Jakarta – Tak ada waktu terbuang di ibu kota. Usai menuntaskan agenda di kementerian sebelumnya, Bupati Padang Pariaman, Sumatera Barat, John Kenedy Azis langsung mengalihkan fokus pada sektor yang diyakini bisa menjadi “urat nadi” ekonomi baru daerah. Ekonomi kreatif harus bergerak.
Di tengah ketatnya persaingan antar daerah memperebutkan perhatian pusat, ia memilih menjemput bola. Bukan menunggu.
Ia didampingi Kepala Dinas Pariwisata, Pemuda dan Olahraga (Disparpora) Anton Wira Tanjung, pada Kamis 26 Februari 2026 melangkah ke kantor Kementerian Ekonomi Kreatif Republik Indonesia di Jakarta.

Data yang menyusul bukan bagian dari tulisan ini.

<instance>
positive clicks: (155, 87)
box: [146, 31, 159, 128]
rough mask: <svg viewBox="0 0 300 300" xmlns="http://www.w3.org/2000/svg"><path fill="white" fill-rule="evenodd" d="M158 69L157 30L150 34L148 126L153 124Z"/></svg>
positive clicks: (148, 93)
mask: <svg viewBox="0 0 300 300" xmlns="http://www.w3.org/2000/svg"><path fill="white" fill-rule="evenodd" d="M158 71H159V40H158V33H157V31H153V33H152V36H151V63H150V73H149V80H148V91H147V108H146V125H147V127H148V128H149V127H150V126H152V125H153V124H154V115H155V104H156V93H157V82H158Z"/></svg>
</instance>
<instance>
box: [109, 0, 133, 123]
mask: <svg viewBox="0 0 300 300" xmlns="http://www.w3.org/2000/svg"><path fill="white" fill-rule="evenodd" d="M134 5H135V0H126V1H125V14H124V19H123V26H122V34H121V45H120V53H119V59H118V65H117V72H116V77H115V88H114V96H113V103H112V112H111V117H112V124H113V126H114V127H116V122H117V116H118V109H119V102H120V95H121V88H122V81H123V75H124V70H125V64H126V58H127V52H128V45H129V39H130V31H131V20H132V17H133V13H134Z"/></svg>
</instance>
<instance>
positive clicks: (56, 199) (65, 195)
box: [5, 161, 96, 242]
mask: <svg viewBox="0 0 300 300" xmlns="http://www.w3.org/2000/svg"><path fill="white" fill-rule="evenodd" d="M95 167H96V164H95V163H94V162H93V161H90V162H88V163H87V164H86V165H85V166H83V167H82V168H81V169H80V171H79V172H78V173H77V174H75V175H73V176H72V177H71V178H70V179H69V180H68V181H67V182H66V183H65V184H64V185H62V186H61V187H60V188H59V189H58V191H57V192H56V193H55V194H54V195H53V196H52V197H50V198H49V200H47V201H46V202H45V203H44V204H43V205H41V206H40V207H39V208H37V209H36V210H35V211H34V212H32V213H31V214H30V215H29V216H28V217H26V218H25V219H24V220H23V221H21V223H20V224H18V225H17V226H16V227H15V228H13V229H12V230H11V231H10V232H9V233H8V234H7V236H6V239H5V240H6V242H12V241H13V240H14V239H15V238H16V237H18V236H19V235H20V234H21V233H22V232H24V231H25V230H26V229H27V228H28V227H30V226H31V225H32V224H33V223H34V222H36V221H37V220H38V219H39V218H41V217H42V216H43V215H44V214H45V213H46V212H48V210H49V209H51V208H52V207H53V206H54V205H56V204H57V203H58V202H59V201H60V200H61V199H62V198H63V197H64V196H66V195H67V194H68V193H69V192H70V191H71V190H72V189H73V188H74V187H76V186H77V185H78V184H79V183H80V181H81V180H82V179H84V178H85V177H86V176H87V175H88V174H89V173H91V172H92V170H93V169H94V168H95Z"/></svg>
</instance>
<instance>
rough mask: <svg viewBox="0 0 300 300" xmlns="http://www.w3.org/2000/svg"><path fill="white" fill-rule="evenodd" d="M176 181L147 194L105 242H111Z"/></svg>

Di hadapan Direktur Sarana dan Prasarana Fahmi Diansyah dan jajaran fungsional, ia tak datang membawa proposal tipis tanpa arah. Yang dibawa adalah peta potensi dan tuntutan intervensi nyata bagi 17 subsektor ekonomi kreatif di Padang Pariaman.
Bukan basa-basi. Bupati John Kenedy Azis menegaskan bahwa ekonomi kreatif bukan sekadar tren, melainkan peluang riil menciptakan lapangan kerja dan menggerakkan ekonomi masyarakat.

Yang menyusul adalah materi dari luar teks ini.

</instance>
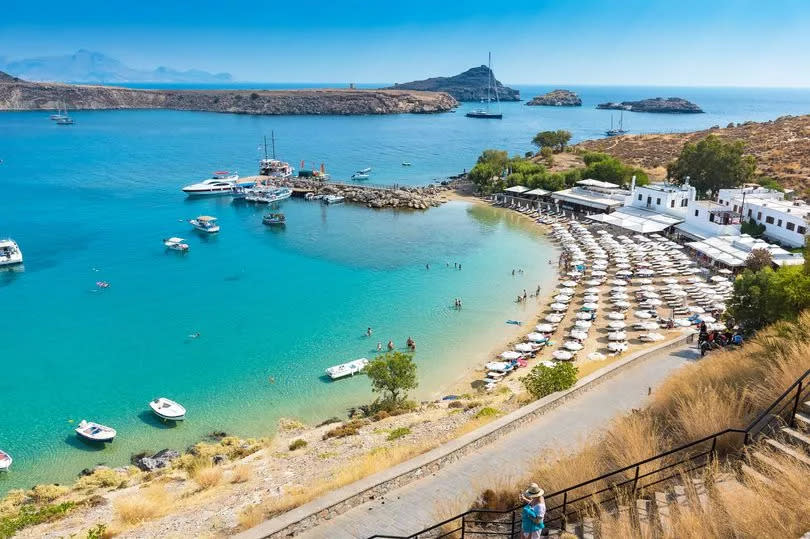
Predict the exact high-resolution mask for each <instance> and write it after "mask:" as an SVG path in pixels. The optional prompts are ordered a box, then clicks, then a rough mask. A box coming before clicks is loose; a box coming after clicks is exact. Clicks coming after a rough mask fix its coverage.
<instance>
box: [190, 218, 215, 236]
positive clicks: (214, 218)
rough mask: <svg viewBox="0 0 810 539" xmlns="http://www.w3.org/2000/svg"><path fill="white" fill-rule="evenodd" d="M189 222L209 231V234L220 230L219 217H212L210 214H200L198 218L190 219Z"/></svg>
mask: <svg viewBox="0 0 810 539" xmlns="http://www.w3.org/2000/svg"><path fill="white" fill-rule="evenodd" d="M189 223H191V226H193V227H194V228H196V229H197V230H199V231H200V232H208V233H209V234H213V233H214V232H219V225H218V224H217V218H216V217H211V216H210V215H200V216H199V217H197V218H196V219H192V220H191V221H189Z"/></svg>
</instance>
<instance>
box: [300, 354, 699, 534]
mask: <svg viewBox="0 0 810 539" xmlns="http://www.w3.org/2000/svg"><path fill="white" fill-rule="evenodd" d="M698 358H699V353H698V352H697V351H696V350H695V348H694V345H693V346H691V347H686V348H682V349H676V350H670V351H666V352H661V353H660V354H658V355H656V356H654V357H650V358H648V359H645V360H644V361H642V362H641V363H639V364H637V365H631V366H628V367H627V368H626V369H625V370H624V371H623V372H621V373H619V374H618V375H616V376H615V377H613V378H611V379H609V380H607V381H605V382H603V383H601V384H599V385H598V386H597V387H596V388H594V389H593V390H591V391H587V392H585V393H583V394H581V395H579V396H578V397H575V398H572V399H571V400H569V401H567V402H565V403H564V404H563V405H562V406H560V407H558V408H555V409H553V410H551V411H549V412H548V413H546V414H543V415H542V416H540V417H538V418H537V419H536V420H535V421H532V422H531V423H529V424H527V425H525V426H524V427H522V428H520V429H518V430H516V431H514V432H512V433H510V434H507V435H505V436H504V437H502V438H500V439H499V440H497V441H495V442H493V443H492V444H490V445H487V446H485V447H483V448H481V449H479V450H478V451H475V452H473V453H470V454H468V455H466V456H464V457H462V458H461V459H459V460H458V461H457V462H455V463H453V464H450V465H448V466H446V467H444V468H442V469H441V470H439V471H438V472H437V473H436V474H434V475H431V476H429V477H425V478H423V479H420V480H418V481H414V482H413V483H410V484H408V485H405V486H404V487H402V488H400V489H397V490H394V491H391V492H389V493H388V494H387V495H386V496H385V497H384V498H382V499H378V500H374V501H373V502H369V503H366V504H363V505H360V506H357V507H355V508H353V509H351V510H349V511H347V512H346V513H344V514H342V515H340V516H338V517H336V518H333V519H332V520H329V521H327V522H324V523H323V524H321V525H320V526H318V527H316V528H313V529H311V530H309V531H307V532H305V533H303V534H301V535H300V536H298V537H302V538H306V539H314V538H329V539H345V538H366V537H369V536H371V535H374V534H388V535H407V534H411V533H416V532H418V531H420V530H422V529H424V528H426V527H428V526H430V525H432V524H434V523H435V522H437V515H436V510H437V507H439V506H440V505H441V504H442V503H446V502H447V501H451V500H458V501H459V502H461V503H462V504H463V505H469V503H471V502H472V501H473V500H474V499H475V497H476V495H477V494H478V493H479V492H480V491H481V490H482V489H483V488H485V486H486V485H487V484H493V483H494V484H502V482H503V480H504V479H508V478H509V477H516V476H518V475H519V474H520V475H522V472H523V470H525V469H526V468H527V467H528V466H529V464H530V463H531V462H532V461H533V460H534V459H536V458H537V457H538V456H539V455H540V454H541V453H542V451H544V450H557V449H560V448H566V447H572V448H573V447H576V445H577V443H578V442H580V441H582V440H584V439H585V437H587V436H588V435H589V433H591V432H593V431H595V430H598V429H600V428H602V427H603V426H605V425H606V424H607V423H608V422H609V421H610V419H611V418H613V417H614V416H616V415H619V414H622V413H624V412H627V411H628V410H630V409H632V408H640V407H641V406H643V405H644V403H645V401H646V400H647V391H648V388H649V387H652V388H653V389H655V387H656V386H657V385H658V384H659V383H660V382H661V381H662V380H664V379H665V378H666V377H667V376H668V375H669V374H670V373H672V372H673V371H674V370H676V369H678V368H680V367H682V366H683V365H685V364H687V363H689V362H691V361H696V360H697V359H698ZM453 505H454V506H456V504H455V503H454V504H453Z"/></svg>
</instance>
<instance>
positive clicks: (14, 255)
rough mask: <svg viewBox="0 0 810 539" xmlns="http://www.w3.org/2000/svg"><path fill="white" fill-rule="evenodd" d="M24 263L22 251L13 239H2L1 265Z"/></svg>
mask: <svg viewBox="0 0 810 539" xmlns="http://www.w3.org/2000/svg"><path fill="white" fill-rule="evenodd" d="M12 264H22V251H20V246H19V245H17V242H16V241H14V240H12V239H10V238H9V239H4V240H3V239H0V266H11V265H12Z"/></svg>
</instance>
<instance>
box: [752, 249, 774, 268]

Kuliner tradisional, kriya berbasis kearifan lokal, seni pertunjukan, hingga produk budaya. Semuanya disebut sebagai “harta terpendam” yang selama ini belum disentuh secara maksimal oleh dukungan program terstruktur.
“Potensi ini tidak akan tumbuh hanya dengan semangat. Perlu intervensi yang tepat, sarana yang memadai, SDM yang ditingkatkan kapasitasnya, serta akses pasar yang jelas,” tegas mantan anggota DPR RI dua periode itu.
Pernyataan itu menjadi penekanan bahwa daerah tidak bisa berjalan sendiri tanpa keberpihakan kebijakan pusat.
Ia mengingatkan, ekonomi kreatif bukan sekadar soal kemasan produk dan festival seremonial. Ini tentang harga diri daerah, tentang anak muda yang ingin berkarya tanpa harus merantau karena sempitnya peluang di kampung sendiri.
“Jika dikelola serius, 17 subsektor itu bisa menjadi lokomotif pertumbuhan baru yang lebih inklusif,” ucap John Kenedy Azis.
Harapan yang dibawa dari Jakarta bukanlah janji kosong. Pemerintah Kabupaten Padang Pariaman menginginkan kolaborasi konkret.
Menurut dia, penguatan infrastruktur kreatif, pelatihan berkelanjutan, pendampingan usaha, hingga fasilitasi promosi agar produk lokal mampu bersaing di tingkat regional dan nasional.
“Tanpa itu, potensi hanya akan menjadi cerita berulang tanpa perubahan berarti,” tutur John Kenedy Azis.
Langkah ini menjadi pesan tegas bahwa Padang Pariaman tidak ingin tertinggal dalam arus ekonomi kreatif nasional.
Dari ruang-ruang rapat kementerian di Jakarta, suara daerah digaungkan. Beri ruang, beri dukungan, dan lihat bagaimana kreativitas masyarakat menjelma menjadi kekuatan ekonomi yang mengangkat kesejahteraan secara nyata.(ssc).